In World War II, Aukerman was a radioman on a ship destroyed at the Battle of Okinawa by a human-guided “baka” bomb. Aukerman told a documentary producer he saw the bomb coming toward them with a Japanese soldier lying on top of it, guiding it with outstretched arms. Seventy-three of Aukerman’s shipmates died. He swam clear and was rescued.
Aukerman worked for the Civil Aviation Administration after the war and was stationed at Umiat, Unalkaleet, and Iliamna before being assigned to Haines in 1948. He bought two and half acres on Mud Bay Road for $100 an acre. When the CAA transferred him, he decided to stay in Haines and built his first home.

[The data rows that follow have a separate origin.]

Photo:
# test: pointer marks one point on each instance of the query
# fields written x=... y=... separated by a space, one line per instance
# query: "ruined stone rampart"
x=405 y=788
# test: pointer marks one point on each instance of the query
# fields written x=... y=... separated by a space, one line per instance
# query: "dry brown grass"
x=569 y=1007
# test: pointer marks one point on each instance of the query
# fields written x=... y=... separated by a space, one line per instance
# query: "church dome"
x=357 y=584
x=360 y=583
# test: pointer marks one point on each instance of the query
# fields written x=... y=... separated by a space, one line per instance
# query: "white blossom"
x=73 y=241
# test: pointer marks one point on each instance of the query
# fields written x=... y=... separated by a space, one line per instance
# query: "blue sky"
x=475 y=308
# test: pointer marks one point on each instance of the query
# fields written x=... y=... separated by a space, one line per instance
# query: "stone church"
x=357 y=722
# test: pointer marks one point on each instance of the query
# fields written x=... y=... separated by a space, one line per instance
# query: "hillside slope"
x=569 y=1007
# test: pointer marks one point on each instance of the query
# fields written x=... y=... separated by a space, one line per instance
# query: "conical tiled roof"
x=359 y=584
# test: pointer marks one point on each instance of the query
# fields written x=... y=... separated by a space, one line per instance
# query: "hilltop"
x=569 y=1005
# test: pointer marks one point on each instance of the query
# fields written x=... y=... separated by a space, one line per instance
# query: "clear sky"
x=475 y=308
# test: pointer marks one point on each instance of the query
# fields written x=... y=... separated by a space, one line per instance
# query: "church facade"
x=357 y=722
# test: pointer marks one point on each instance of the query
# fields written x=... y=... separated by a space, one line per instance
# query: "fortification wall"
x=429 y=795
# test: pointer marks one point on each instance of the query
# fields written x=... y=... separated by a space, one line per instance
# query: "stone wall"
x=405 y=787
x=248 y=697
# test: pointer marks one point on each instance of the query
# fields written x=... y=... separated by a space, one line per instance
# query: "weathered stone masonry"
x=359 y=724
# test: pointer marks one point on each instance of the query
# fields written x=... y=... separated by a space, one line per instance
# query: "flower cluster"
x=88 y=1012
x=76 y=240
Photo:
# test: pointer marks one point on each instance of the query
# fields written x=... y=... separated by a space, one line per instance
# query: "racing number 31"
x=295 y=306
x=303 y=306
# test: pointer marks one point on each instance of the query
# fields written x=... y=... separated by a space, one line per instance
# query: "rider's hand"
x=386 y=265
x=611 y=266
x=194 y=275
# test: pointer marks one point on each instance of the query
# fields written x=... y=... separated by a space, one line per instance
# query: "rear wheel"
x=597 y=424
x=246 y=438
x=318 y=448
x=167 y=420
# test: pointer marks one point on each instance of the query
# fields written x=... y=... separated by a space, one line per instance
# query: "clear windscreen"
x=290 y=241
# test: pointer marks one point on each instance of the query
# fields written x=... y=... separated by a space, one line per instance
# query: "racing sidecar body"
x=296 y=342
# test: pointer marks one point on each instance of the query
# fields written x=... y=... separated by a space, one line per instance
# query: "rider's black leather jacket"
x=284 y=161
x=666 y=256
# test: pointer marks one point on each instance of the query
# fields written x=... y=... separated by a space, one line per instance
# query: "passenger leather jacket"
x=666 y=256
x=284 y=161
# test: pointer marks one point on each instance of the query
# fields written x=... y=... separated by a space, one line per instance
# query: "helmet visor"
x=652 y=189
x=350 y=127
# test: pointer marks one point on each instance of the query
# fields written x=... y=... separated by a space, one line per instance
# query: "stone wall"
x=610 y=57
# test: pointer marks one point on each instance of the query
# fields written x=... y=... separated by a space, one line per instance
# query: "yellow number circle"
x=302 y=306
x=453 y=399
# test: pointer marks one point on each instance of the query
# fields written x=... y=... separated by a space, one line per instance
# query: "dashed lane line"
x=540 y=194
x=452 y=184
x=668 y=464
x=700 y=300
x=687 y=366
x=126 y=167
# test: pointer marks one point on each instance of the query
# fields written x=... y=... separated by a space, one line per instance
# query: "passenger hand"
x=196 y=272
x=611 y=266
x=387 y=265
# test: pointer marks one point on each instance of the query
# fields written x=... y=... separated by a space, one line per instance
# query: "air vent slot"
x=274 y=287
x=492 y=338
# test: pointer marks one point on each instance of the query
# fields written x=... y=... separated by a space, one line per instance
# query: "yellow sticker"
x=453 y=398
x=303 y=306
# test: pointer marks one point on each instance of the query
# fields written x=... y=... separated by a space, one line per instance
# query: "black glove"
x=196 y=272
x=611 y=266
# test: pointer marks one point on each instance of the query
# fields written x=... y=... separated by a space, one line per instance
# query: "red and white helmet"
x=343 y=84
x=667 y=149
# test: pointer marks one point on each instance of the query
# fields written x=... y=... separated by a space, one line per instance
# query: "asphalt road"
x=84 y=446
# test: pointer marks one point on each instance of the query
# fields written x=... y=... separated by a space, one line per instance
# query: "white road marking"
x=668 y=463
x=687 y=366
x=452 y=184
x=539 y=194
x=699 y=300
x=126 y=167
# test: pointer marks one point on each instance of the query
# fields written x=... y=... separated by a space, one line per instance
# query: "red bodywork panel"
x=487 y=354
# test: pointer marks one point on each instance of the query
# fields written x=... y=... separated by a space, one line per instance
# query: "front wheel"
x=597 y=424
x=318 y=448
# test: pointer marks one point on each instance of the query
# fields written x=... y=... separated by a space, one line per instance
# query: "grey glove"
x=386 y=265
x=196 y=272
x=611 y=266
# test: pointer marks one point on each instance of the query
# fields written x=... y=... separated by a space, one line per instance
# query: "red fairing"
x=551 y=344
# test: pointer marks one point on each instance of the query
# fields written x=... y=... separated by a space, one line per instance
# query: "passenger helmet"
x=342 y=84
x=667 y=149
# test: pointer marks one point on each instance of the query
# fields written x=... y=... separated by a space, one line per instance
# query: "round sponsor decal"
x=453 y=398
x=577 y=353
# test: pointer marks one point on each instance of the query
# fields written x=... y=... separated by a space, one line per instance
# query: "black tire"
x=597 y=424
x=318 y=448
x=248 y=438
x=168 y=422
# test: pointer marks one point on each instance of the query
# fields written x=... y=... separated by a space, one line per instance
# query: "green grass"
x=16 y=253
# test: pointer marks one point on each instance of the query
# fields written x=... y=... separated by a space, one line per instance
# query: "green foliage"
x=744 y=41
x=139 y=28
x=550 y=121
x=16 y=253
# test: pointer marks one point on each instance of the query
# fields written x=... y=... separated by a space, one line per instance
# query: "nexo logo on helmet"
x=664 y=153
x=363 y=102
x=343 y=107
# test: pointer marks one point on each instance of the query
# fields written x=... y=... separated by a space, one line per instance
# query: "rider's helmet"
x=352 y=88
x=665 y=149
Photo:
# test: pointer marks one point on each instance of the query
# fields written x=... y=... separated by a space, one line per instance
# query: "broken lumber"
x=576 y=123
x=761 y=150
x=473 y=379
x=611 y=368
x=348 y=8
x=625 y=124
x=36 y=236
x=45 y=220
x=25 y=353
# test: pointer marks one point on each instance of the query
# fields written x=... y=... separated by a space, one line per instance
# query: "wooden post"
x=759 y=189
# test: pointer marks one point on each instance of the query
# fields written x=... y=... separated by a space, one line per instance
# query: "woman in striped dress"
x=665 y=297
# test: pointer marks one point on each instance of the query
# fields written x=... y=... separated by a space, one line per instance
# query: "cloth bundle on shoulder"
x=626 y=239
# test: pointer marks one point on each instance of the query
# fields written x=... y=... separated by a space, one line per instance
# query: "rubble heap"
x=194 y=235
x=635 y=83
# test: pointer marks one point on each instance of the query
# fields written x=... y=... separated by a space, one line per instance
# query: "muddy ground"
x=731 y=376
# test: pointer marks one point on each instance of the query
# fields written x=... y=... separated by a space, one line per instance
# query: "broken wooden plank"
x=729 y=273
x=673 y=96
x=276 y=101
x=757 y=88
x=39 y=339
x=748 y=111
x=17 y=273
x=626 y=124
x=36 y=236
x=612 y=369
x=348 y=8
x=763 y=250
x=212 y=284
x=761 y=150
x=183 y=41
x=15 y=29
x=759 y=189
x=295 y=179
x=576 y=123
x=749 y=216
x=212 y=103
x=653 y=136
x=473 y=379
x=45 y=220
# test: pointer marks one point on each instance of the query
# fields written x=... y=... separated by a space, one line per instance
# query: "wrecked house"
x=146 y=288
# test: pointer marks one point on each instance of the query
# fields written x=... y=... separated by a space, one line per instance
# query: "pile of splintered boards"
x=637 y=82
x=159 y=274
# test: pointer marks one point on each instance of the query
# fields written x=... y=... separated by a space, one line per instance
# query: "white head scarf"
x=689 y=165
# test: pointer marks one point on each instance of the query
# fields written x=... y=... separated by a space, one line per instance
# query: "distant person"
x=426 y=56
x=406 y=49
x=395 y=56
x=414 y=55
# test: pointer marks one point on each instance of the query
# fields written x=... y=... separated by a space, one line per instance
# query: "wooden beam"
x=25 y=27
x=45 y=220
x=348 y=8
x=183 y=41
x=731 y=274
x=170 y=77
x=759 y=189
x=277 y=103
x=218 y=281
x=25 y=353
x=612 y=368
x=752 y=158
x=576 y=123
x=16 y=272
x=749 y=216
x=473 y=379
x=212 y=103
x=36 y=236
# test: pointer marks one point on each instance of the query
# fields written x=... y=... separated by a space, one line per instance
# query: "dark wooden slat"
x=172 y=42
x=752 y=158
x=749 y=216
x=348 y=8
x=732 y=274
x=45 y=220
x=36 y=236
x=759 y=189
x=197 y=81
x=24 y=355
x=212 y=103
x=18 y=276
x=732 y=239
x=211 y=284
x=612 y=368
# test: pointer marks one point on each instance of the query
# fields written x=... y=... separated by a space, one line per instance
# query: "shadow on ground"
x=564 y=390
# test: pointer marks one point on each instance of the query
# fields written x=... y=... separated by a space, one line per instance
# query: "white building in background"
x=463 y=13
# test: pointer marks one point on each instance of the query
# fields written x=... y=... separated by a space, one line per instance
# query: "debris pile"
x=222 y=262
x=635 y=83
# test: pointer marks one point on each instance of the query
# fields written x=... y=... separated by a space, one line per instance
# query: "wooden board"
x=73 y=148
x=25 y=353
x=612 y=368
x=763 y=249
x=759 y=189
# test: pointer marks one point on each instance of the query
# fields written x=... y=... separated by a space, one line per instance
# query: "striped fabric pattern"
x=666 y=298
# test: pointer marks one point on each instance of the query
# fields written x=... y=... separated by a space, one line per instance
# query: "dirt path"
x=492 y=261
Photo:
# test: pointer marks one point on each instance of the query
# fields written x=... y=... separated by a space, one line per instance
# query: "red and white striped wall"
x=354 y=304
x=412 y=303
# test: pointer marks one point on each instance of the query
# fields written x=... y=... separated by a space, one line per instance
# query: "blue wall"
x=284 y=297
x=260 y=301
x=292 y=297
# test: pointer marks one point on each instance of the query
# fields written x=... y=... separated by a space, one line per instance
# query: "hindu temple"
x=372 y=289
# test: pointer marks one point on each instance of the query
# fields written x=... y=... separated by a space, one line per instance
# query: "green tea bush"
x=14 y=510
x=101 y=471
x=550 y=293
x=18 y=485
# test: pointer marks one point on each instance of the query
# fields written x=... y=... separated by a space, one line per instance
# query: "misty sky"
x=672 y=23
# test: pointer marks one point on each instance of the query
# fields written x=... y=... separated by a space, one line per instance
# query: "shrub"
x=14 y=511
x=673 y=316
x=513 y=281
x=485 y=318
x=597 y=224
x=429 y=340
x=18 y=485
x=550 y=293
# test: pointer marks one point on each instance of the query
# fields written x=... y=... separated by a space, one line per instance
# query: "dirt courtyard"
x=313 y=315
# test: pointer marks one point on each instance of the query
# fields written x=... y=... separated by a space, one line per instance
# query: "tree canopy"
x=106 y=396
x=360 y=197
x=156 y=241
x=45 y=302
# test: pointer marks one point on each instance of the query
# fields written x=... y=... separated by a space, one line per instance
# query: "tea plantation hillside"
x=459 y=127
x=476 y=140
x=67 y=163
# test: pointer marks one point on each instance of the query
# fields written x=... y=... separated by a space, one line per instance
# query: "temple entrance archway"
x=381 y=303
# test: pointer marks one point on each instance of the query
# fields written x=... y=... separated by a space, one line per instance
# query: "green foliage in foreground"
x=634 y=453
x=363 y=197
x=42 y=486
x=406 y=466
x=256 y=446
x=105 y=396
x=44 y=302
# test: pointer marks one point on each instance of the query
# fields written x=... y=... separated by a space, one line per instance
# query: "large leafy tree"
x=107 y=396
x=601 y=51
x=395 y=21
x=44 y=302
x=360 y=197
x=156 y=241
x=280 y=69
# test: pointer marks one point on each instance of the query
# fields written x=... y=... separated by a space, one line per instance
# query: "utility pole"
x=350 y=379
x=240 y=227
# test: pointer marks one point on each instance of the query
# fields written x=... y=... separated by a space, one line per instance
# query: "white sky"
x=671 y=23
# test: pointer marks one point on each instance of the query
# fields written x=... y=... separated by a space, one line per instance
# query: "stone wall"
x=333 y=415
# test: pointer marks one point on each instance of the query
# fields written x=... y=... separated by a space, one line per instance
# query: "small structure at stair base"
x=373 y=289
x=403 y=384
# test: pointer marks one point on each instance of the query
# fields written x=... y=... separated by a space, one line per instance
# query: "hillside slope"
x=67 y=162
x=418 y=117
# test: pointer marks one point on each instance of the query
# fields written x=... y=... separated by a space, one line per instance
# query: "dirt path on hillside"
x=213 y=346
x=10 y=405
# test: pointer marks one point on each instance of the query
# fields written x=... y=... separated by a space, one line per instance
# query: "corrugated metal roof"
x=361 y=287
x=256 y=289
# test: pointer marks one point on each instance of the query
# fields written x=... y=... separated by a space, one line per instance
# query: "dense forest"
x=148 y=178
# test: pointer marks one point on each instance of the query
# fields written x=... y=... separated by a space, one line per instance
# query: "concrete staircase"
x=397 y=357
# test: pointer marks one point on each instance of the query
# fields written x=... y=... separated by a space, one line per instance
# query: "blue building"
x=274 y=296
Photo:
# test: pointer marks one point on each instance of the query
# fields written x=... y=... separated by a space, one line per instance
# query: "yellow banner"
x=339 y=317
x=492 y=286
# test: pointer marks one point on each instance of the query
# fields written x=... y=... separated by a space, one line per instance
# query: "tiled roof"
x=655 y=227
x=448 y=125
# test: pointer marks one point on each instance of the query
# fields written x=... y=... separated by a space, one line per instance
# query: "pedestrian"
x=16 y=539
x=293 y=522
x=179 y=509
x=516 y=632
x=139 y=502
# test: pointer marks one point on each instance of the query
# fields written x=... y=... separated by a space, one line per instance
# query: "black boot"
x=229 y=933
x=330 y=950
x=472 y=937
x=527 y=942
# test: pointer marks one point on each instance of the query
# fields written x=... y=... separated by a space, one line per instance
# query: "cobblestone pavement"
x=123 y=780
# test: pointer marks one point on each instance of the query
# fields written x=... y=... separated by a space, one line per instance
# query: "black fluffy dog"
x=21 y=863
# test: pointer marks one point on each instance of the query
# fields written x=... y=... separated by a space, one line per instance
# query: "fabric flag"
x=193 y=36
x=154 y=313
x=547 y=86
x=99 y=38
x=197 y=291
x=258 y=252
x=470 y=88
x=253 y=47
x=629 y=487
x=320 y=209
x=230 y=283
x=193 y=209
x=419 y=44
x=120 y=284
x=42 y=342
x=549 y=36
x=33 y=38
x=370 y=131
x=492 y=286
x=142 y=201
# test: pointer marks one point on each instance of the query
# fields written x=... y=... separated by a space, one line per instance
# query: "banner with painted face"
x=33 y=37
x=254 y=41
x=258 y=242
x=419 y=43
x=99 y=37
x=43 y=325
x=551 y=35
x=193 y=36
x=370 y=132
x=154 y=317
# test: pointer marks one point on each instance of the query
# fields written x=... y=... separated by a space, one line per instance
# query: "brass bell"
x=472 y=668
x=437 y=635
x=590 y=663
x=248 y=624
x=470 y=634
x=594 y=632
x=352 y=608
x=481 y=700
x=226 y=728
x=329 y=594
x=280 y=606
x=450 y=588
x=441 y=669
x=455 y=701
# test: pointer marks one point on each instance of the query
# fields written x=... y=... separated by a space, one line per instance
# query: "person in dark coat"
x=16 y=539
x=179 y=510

When their son Richard was in eighth grade, the Aukermans moved to Scottsdale, Ariz., where Dick spent 20 years working in a cabinet shop and in commercial construction. He returned to Haines in 1972.
“His body left Haines, but his heart never did,” Wanda said. Aukerman continued to work as a carpenter until he wanted more time for his own projects, which included turning bowls and decorative items, maintaining his triplex, and building a newer home next door, where he died.
In addition to Wanda, survivors include son Richard Duane Aukerman of Snoqualmie, Wash .; grandchildren Barbara Ann and Wayne Christopher; three great-grandchildren and three great-great-grandchildren; two sisters, Marylin Price of Union City, Ind., and Martha Hunt, of Coldwater, Ohio, and dozens of nieces and nephews.
He was preceded in death by his parents, an infant daughter, Marsha Arlene; two brothers, Robert and Darrell; and a sister, Lucille Wion.
Memorial contributions may be made to the Haines Volunteer Fire Department ambulance squad, P.O. Box 849, Haines, 99827.